On the basis of the information provide, it is considered DEF is still operating the same XYZ business as it has since its commencement. Although there has been an expansion of the business post CGT we consider that this expansion has not resulted in a change to the essential nature of the business. Paragraph 21 of TR 1999/16 provides that business owner may expand or contract activities, or change the way in which a business is carried on, without ceasing to carry on the same business provided the business retains its essential nature or character. Organic growth, expansion or diversification of a business does not of itself cause it to be a new business provided the business retains its essential nature or character.

It is considered that the following features of the XYZ primary production business indicate that the business has retained its essential nature:

    • All adjacent properties acquired were amalgamated into the existing XYZ primary production infrastructure and activities. Each new adjoining property was managed by the same staff as managed the existing XYZ properties.

    • DEF wholly owns XYZ Pty Limited and is the registered proprietor of the business name XYZ. DEF has at all times operated the XYZ primary production business under the business name XYZ. The various activities and assets of the XYZ primary production business have at all times been treated in the company accounts as one enterprise. The ownership and management of the XYZ primary production business has remained with the same family since original acquisition in 198X.

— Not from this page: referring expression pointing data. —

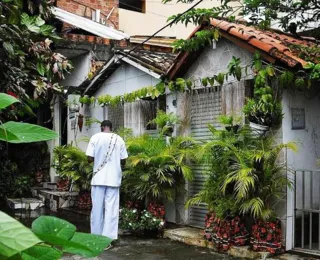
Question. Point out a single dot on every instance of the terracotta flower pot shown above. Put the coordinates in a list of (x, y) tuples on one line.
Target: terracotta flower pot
[(84, 201), (90, 38), (63, 185), (39, 177), (266, 236), (259, 130)]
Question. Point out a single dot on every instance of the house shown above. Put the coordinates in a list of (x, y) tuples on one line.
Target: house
[(123, 71), (128, 71)]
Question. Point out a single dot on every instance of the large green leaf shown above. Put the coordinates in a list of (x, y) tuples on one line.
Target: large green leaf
[(95, 244), (6, 100), (15, 132), (53, 226), (14, 237), (41, 252)]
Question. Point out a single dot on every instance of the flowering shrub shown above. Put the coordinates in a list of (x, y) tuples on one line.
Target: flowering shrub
[(266, 236), (156, 210), (140, 222), (128, 218), (225, 232), (150, 222)]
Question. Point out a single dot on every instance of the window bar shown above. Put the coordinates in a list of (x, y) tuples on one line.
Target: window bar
[(310, 214), (302, 219)]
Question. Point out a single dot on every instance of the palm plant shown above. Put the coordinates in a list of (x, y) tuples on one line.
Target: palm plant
[(71, 163), (216, 154), (165, 122), (244, 173), (155, 168), (258, 177)]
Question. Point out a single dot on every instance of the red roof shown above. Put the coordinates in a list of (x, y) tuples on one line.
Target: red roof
[(274, 45)]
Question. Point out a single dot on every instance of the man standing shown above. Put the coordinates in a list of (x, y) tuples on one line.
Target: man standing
[(108, 152)]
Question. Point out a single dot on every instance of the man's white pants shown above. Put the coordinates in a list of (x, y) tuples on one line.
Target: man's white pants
[(105, 211)]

    • XYZ's primary production business has expanded over the years. However, XYZ's key activities have always part of its primary production business including cropping and livestock grazing. XYZ's customers are of the same type as they were in 198Y such as merchant/traders and meat companies.

Conclusion

The goodwill of the XYZ primary production business was originally acquired by DEF pre-CGT. It remains a pre-CGT asset as the business remains the same business and has not changed its essential nature.

Based upon the assumption that the goodwill of the XYZ primary production business will not stop being a pre-CGT asset because of the application of Division 149 of the ITAA 1997, any capital gain or losses made on the disposal of the goodwill of the XYZ primary production business will be disregarded pursuant to paragraph 104-10(5)(a) of the ITAA 1997.